De drijfkracht van deze ontwikkeling is het wezen van de zonde; dat is het egocentrische leven: ‘niet God, maar ik’. Die levenshouding produceert bevrediging van hartstochten en tegennatuurlijke lusten en van criminaliteit. Waar de vreze Gods verdwijnt, nemen deze dingen een steeds meer beheersende plaats in, wat zich openbaart in een steeds toenemende omvang van corruptie, roof, geweldspleging en verkrachting. Zo groeit de samenleving toe naar een onhoudbare situatie, waarvan de uiterste consequentie is dat iedereen de vijand is van ieder ander. Dat is de geest van de hel, waarin geen vriendschap of liefde bestaat. Het is de ultieme uitwerking van een egocentrisch leven.

Genade
Het is Gods genade dat we daarin niet behoeven onder te gaan, want Hij heeft Zijn Zoon Jezus Christus gezonden, ‘die Zijn volk zal redden van hun zonden’ (Matteüs 1:21). In tegenstelling met onze Adamsnatuur heeft Jezus een menselijk leven geopenbaard dat volkomen theocentrisch was. Zijn volkomen afhankelijkheid van Zijn Vader (Johannes 5:30) was Zijn machtspositie tegenover de vader der leugen (Johannes 8:44), die de mensheid in slavernij gevangen houdt (Johannes 5:24). Dat geeft ons vrede met God en de hoop op een volkomen herstel van de heerlijkheid, dat is Gods beeld in ons (Romeinen 5:1-2). Door Hem herkrijgen we ook het koningschap in Gods schepping (Openbaring 5:10).

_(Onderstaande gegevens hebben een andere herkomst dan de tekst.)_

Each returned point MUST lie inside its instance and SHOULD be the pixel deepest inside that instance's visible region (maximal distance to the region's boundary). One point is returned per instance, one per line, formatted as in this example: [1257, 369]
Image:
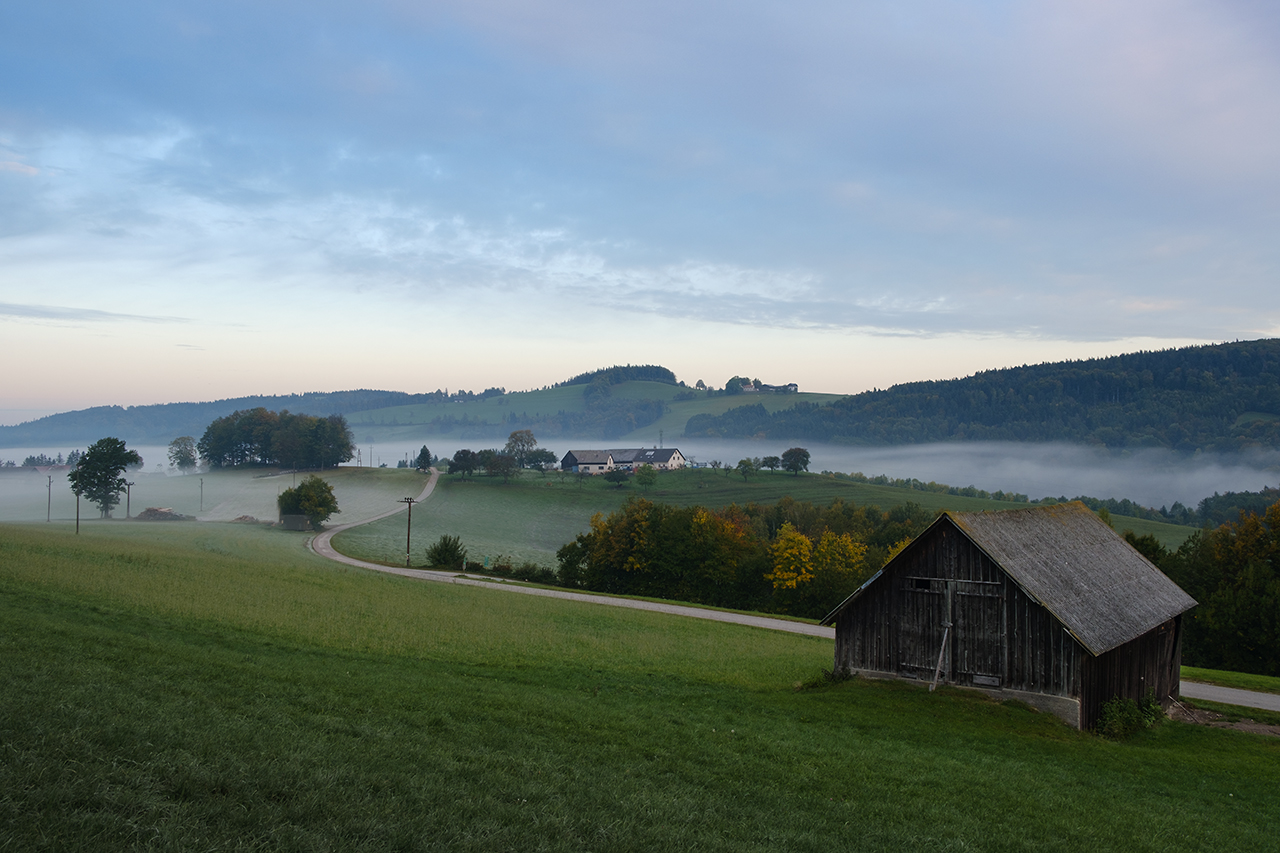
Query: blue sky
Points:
[211, 200]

Zij die de Here Jezus toebehoren, zijn vreemdelingen en bijwoners in een atheïstische wereld. Wie God verwerpt, verwerpt de liefde want God is liefde (1 Johannes 4:8,16). Hoe kan een mens die Gods liefde verwerpt een beroep daarop doen om niet naar de hel te gaan? De hel is niet de uitvinding van een wraakzuchtig God, maar de gekozen bestemming van hen die het liefdeprincipe loochenen met een egocentrisch, dat is een zelfzuchtig leven. Zelfs hun idee van liefde is misvormd tot zelfbevrediging, wat uitkomt in hun huwelijksmoraal (als men dat ‘moraal’ kan noemen). Ze zien immers het huwelijk niet meer als een bindende verantwoordelijkheid, maar als een contract dat men verbreekt als het niet langer de bevrediging van het ego dient. Dat ieder zich bewust worde van de leugen die naar de hel voert en vluchten tot Hem die de Waarheid is (Johannes 13:6).